Les opulentes héroïnes de Russ Meyer font office de mauvais garçons dans ce pastiche de série B, déclinaison au féminin du film de gangsters. Comme leurs modèles masculins, elles se battent, jurent, se prêtent à des cascades automobiles, tuent et s'entretuent pour de l'argent.
Dans un décor minimaliste -un désert, une maison plantée dans le désert- et révélateur d'une production fauchée, Meyer met en scène un gang de trois plantureuses créatures, amazones modernes, qui investissent la propriété d'un vieil infirme irascible pour lui piquer son magot.

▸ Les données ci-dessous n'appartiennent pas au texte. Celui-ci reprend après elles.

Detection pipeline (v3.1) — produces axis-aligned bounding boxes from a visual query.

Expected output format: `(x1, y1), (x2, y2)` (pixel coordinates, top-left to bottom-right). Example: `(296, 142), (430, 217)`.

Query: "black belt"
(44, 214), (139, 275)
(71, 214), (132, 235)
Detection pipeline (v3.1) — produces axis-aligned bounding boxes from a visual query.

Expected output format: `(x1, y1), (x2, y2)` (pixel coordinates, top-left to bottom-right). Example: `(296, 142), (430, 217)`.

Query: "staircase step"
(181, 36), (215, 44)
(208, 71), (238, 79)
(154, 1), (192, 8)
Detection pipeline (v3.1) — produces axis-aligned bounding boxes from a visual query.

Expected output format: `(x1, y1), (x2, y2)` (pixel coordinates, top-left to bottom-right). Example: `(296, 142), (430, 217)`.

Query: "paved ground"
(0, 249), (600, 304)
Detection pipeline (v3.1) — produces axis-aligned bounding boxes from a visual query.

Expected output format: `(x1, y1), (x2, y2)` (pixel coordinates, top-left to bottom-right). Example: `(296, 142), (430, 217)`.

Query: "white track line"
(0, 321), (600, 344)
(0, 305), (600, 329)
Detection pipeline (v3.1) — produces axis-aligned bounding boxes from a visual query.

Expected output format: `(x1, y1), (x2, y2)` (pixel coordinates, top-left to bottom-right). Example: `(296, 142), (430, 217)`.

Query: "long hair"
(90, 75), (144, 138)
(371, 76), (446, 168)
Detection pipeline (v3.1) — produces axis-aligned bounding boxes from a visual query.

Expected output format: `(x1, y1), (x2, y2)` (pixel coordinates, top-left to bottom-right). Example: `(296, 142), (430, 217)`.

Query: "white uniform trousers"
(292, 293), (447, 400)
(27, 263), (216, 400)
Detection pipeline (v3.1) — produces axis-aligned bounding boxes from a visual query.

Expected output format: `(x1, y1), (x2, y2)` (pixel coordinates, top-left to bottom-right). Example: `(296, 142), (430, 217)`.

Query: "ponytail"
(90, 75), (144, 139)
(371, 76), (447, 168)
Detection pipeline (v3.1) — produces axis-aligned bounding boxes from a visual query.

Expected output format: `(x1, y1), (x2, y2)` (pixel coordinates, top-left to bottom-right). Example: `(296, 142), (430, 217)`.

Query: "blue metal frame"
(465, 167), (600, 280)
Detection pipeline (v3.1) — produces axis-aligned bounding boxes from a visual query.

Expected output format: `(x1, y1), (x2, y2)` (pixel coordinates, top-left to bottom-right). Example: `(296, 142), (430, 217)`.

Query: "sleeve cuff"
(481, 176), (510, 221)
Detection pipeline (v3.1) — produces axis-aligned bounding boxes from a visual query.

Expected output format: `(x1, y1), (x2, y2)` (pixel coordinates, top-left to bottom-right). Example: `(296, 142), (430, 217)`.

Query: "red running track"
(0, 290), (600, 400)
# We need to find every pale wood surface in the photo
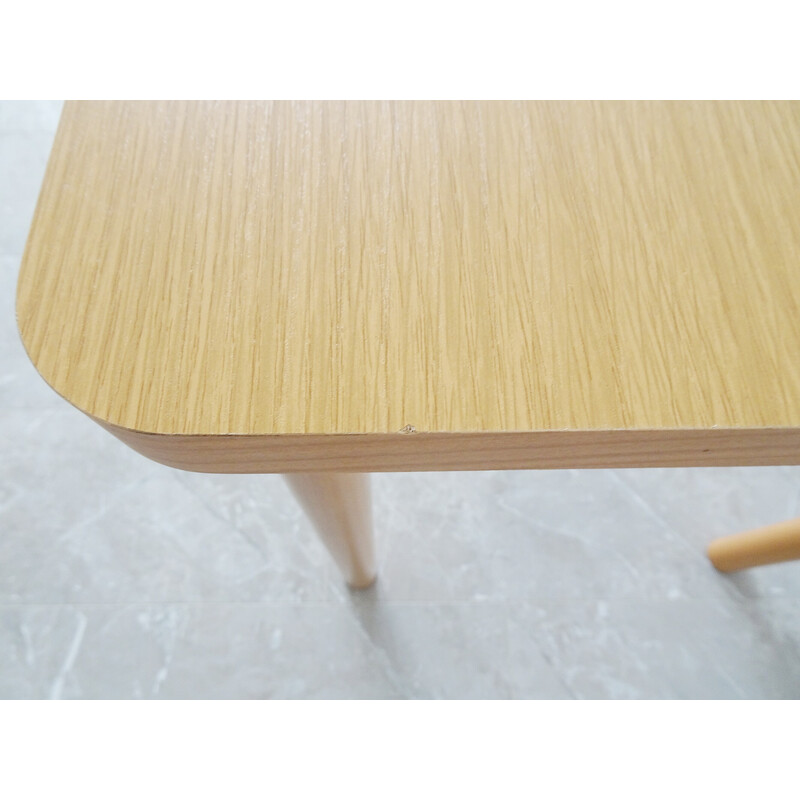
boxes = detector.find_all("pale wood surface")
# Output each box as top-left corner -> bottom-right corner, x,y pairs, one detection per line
17,103 -> 800,471
284,473 -> 377,589
708,518 -> 800,572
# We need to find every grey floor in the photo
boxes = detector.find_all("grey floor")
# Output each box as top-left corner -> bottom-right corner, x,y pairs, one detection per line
0,103 -> 800,698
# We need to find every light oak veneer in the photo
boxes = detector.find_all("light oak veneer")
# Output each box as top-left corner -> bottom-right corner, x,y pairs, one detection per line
17,102 -> 800,472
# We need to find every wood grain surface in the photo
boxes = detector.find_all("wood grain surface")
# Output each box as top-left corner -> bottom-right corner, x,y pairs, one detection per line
17,102 -> 800,471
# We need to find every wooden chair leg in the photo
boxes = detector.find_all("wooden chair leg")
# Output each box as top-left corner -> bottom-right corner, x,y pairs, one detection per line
708,518 -> 800,572
283,472 -> 376,589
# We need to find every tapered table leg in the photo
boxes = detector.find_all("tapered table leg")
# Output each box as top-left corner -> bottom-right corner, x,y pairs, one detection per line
708,518 -> 800,572
283,472 -> 376,589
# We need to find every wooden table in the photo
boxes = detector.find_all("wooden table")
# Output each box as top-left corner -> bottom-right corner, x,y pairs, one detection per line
17,102 -> 800,585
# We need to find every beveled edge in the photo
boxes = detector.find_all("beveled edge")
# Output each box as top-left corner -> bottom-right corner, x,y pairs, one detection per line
93,418 -> 800,473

En vérité, même si la posture est parodique (mais pas comique, précisons-le), le film est grotesque -comme était ridicule le carré blanc qui prévenait le fantasme mammaire du cinéaste lors d'une diffusion télé. Car, son érotisme est aussi prude que suggestif et on compte seulement quelques inoffensifs sous-entendus sexuels. Son caractère insolite, personnages obligent, n'empêche pas l'intrigue de se perdre dans un bavardage stérile et ses héroïnes, par moments, dans d'hystériques querelles.
Et on s'ennuie, en dépit que le film requiert d'être pris au second degré, un film que l'auteur met en scène et dirige tout à fait sérieusement (on ne retrouvera pas ici la désinvolture du nanar) comme si, au-delà du casting inattendu, le cinéaste avait à cœur de réaliser un vrai film de genre.